Quando sucede a mudança de reinado de D. João IV para o seu filho, Afonso VI, após o período de regência de D. Luísa de Gusmão, a sua situação altera-se profundamente. Desta forma, a partir desta altura torna-se perseguido pelo Tribunal do Santo Ofício por proteger os cristãos-novos e os índios das atitudes desprezivas dos católicos e dos colonos[2].
Em vida alcança as luzes da ribalta ao publicar os seus Sermões em Portugal e em Roma, tornando-se um expoente da prosa barroca ao estimular a autoestima nacional, bastante rarefeita com o domínio filipino, mediante a energia e o misticismo profético da sua verve galvanizadora. Deste modo, procurou, também, nos seus textos levantar a moral nacional, precisamente no momento em que a incerteza da salvaguarda da independência nacional ainda se mantinha.
O Padre António Vieira valendo-se da sua acuidade crítica, além de denunciar os maus tratos que os colonos davam aos índios, soube também fazer eco junto das autoridades das ameaças externas, a que o Brasil esteve sujeito no seu tempo, designadamente do expansionismo holandês que neste século foi capaz de estender as malhas tentaculares do seu império colonial à América do Sul.
Neste contexto de ameaças externas, a que esteve especialmente atento com a sua sensibilidade diplomática, Vieira fundou um pensamento utópico colonial, sendo nesta medida um precursor da utopia lusófona.
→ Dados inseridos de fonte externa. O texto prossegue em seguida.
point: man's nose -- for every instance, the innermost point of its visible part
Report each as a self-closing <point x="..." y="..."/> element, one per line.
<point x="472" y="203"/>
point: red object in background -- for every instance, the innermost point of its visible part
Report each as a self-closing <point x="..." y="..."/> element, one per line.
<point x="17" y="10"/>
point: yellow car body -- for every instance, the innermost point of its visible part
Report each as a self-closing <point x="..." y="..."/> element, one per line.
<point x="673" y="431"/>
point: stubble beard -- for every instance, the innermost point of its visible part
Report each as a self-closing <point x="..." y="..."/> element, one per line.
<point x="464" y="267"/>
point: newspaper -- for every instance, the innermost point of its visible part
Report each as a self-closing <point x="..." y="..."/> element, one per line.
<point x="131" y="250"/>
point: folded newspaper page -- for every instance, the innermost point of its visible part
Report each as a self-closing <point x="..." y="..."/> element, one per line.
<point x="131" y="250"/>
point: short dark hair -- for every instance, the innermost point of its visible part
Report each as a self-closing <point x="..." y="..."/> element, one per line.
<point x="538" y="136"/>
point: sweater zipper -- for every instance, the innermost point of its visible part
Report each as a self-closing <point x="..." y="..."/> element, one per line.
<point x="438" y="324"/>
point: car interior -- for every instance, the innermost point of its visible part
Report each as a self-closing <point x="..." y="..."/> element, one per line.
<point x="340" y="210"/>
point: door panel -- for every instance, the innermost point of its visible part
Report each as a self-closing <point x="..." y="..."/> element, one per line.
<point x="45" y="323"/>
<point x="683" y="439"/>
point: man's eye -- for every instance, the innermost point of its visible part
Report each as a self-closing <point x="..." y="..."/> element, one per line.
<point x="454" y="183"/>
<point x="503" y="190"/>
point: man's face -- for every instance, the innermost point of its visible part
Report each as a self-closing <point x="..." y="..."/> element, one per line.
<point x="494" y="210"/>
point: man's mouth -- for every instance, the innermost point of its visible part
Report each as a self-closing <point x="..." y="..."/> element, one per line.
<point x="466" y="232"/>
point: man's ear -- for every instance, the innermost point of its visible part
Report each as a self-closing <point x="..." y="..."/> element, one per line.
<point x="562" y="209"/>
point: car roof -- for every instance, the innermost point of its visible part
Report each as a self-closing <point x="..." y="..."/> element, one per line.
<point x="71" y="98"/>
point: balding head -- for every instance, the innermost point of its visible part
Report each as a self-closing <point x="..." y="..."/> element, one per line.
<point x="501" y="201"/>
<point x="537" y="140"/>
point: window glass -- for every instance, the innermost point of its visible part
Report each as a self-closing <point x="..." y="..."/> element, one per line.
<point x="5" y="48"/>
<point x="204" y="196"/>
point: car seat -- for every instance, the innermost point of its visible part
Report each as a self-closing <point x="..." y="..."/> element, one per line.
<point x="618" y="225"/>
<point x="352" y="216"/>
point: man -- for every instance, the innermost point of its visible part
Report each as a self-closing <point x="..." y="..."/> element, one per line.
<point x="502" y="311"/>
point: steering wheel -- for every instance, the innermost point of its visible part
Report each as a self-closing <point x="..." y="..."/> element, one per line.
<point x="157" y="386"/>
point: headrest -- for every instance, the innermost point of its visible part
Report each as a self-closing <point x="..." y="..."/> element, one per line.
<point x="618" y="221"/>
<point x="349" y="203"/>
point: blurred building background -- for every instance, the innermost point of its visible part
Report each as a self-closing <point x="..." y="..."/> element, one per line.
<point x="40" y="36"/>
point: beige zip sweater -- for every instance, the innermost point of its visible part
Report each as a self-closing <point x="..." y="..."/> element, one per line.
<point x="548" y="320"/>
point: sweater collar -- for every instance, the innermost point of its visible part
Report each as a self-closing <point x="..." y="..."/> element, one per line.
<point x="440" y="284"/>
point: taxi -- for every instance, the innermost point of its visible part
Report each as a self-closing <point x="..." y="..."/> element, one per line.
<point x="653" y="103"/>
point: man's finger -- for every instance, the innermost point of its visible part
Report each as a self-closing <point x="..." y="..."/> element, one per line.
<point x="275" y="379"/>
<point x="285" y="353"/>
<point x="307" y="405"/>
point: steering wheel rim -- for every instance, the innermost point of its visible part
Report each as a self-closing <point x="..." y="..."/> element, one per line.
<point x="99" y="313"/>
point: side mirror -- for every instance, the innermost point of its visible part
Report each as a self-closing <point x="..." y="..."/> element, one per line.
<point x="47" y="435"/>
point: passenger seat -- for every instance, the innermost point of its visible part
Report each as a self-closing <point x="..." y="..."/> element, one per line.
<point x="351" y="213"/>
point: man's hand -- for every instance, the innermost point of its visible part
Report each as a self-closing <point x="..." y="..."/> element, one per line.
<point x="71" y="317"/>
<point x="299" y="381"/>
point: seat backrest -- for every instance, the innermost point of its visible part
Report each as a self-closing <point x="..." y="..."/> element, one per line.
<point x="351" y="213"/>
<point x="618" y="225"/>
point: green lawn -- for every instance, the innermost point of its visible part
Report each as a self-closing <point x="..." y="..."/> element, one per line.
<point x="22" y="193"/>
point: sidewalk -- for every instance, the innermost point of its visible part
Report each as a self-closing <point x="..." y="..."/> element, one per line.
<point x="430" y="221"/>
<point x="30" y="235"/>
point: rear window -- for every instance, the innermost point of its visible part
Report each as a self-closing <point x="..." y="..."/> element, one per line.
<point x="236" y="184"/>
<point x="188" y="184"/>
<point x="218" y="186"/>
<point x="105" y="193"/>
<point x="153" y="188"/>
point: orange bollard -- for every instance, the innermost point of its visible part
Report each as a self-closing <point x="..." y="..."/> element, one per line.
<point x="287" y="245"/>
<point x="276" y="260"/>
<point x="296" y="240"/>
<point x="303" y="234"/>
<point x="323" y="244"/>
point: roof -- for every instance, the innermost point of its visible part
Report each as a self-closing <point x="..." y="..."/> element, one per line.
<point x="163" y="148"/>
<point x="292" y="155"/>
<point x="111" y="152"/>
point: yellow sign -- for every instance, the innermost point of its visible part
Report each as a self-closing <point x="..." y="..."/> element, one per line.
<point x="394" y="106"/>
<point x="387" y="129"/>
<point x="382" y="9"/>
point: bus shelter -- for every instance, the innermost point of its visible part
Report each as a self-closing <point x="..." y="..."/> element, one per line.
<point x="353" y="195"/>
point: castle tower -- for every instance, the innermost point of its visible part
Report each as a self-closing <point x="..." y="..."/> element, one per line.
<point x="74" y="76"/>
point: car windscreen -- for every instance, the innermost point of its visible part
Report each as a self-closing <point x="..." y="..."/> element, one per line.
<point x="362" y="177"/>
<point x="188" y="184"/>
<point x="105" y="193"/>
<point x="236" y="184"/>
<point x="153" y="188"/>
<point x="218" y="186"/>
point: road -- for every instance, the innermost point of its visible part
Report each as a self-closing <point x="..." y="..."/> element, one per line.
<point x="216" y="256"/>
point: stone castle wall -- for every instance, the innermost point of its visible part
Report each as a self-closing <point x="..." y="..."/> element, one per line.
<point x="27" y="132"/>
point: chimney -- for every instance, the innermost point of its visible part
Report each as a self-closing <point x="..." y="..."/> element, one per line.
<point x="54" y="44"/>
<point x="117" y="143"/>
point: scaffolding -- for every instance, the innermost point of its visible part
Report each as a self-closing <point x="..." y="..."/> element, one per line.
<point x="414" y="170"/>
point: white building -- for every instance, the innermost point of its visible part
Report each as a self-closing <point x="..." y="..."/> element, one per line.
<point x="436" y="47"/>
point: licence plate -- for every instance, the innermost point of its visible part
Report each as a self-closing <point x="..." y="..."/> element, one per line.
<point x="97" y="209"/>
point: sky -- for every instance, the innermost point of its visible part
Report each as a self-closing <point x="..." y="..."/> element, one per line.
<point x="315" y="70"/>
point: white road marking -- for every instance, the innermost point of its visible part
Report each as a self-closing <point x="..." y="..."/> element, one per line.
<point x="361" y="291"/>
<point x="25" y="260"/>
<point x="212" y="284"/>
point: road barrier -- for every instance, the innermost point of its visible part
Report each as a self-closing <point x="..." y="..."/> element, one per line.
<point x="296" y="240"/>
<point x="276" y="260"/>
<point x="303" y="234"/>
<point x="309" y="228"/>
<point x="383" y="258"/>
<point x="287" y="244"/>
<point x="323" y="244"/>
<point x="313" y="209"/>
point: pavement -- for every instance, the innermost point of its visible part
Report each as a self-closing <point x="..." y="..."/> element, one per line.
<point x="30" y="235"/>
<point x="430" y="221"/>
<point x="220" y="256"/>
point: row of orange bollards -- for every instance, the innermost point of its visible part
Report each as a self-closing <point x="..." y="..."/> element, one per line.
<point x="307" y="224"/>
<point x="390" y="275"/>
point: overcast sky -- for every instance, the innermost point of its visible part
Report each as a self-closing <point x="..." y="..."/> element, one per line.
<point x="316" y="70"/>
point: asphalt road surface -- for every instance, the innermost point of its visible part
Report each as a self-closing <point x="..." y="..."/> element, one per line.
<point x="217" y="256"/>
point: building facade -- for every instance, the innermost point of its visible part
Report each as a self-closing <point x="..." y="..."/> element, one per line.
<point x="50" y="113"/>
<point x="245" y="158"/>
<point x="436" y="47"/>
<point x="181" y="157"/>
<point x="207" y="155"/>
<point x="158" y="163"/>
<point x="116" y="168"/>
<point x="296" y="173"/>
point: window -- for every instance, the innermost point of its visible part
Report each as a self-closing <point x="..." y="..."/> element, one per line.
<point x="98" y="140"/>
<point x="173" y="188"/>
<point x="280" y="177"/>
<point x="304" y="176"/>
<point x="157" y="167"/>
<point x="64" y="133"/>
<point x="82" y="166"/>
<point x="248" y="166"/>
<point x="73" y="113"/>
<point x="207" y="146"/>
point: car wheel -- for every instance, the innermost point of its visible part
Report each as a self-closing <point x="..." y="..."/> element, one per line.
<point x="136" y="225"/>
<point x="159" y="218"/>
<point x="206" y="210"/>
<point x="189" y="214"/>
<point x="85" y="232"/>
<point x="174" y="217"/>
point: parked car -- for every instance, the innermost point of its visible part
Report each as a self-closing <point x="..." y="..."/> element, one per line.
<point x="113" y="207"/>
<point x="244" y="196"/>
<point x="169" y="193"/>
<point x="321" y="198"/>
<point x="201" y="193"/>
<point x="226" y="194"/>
De facto, pretendeu defender uma vivência colonial que se estribasse na dignidade da pessoa humana, decorrente da sua percepção de uma antropologia cristã, que deveria respeitar os direitos dos índios. De modo que esta percepção evidencia um sentido de alteridade social, que aponta para a faceta universalista do português.
Este autor concebe um V Império que será deixado pelos portugueses à Humanidade num futuro moldado pelos parâmetros da cultura portuguesa, pela capacidade lusa de assumir um desígnio universalista e pelo anseio cristão de um mundo onde seja possível compaginar a felicidade pessoal e a harmonia social.
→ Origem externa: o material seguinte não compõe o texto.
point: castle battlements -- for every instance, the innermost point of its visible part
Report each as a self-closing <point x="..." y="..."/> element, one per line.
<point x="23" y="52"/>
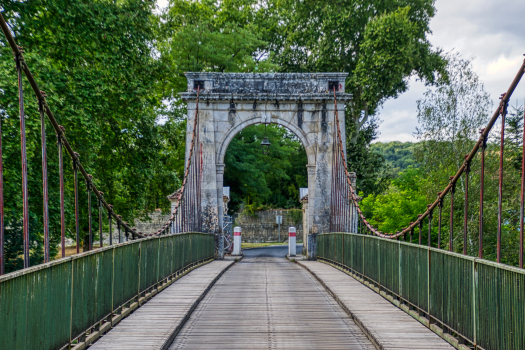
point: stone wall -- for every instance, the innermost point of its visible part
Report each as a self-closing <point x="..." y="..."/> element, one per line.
<point x="262" y="227"/>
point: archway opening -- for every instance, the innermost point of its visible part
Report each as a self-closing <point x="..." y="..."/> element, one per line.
<point x="262" y="186"/>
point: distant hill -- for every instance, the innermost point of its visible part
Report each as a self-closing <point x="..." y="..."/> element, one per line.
<point x="399" y="155"/>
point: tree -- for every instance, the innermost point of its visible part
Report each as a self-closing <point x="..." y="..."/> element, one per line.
<point x="398" y="206"/>
<point x="94" y="60"/>
<point x="450" y="117"/>
<point x="210" y="36"/>
<point x="381" y="44"/>
<point x="373" y="174"/>
<point x="398" y="155"/>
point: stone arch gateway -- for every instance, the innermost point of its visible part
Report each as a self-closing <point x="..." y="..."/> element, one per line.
<point x="300" y="102"/>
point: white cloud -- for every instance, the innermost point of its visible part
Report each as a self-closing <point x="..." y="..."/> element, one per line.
<point x="485" y="29"/>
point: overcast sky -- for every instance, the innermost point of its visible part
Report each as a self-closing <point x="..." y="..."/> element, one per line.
<point x="491" y="31"/>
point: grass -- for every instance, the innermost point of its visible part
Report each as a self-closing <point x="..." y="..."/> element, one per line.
<point x="245" y="245"/>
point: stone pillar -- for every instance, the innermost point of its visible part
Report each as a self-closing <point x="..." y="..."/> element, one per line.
<point x="174" y="199"/>
<point x="311" y="197"/>
<point x="353" y="208"/>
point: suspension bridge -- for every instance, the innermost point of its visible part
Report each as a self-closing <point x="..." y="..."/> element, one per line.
<point x="356" y="288"/>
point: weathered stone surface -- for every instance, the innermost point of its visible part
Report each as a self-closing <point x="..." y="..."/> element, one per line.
<point x="301" y="102"/>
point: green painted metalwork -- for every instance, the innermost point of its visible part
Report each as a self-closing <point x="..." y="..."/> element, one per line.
<point x="481" y="302"/>
<point x="49" y="305"/>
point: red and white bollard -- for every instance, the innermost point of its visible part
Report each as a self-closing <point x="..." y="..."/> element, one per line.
<point x="236" y="241"/>
<point x="292" y="233"/>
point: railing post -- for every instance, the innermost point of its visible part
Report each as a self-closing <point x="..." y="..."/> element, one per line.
<point x="110" y="226"/>
<point x="45" y="193"/>
<point x="100" y="222"/>
<point x="90" y="227"/>
<point x="2" y="239"/>
<point x="25" y="195"/>
<point x="481" y="193"/>
<point x="465" y="215"/>
<point x="62" y="199"/>
<point x="430" y="215"/>
<point x="451" y="234"/>
<point x="500" y="177"/>
<point x="440" y="207"/>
Na verdade, esta espiritualidade de Vieira aberta a um universalismo da relação com o outro ser humano de diversos padrões culturais antecipa o sentimento lusófono que se consubstancia nos nossos dias.
Contudo, após o falecimento do rei D. João IV, o Tribunal do Santo Ofício condenou-o ao silêncio devido à aparente heresia das suas visões proféticas carregadas de um sebastianismo, de um futuro V Império e de uma ética refundadora das relações laborais entre colonos e ameríndios brasileiros.
Com efeito, o Padre António Vieira transmitiu nos seus textos, como político e pregador, aos seus contemporâneos a vivência brasileira numa refinada prosa de sabor barroco, nomeadamente censurando, como ardente missionário, a forma cruel como os índios eram tratados pelos colonos. Assim, chama a atenção para dois milhões de índios que estavam em péssimas condições laborais, tendo difundido os seus textos impressos em Portugal, que mais tarde chegarão também ao Brasil.
[1] Miguel Real retrata a figura do Padre António Vieira num romance fascinante (Miguel Real, O sal da terra, Matosinhos, QuidNovi, 2008, 331 p.).
[2] António Dias Miguel, “Padre António Vieira”, Dicionário Enciclopédico da História de Portugal, Lisboa, Edições Alfa, 1990, p. 329.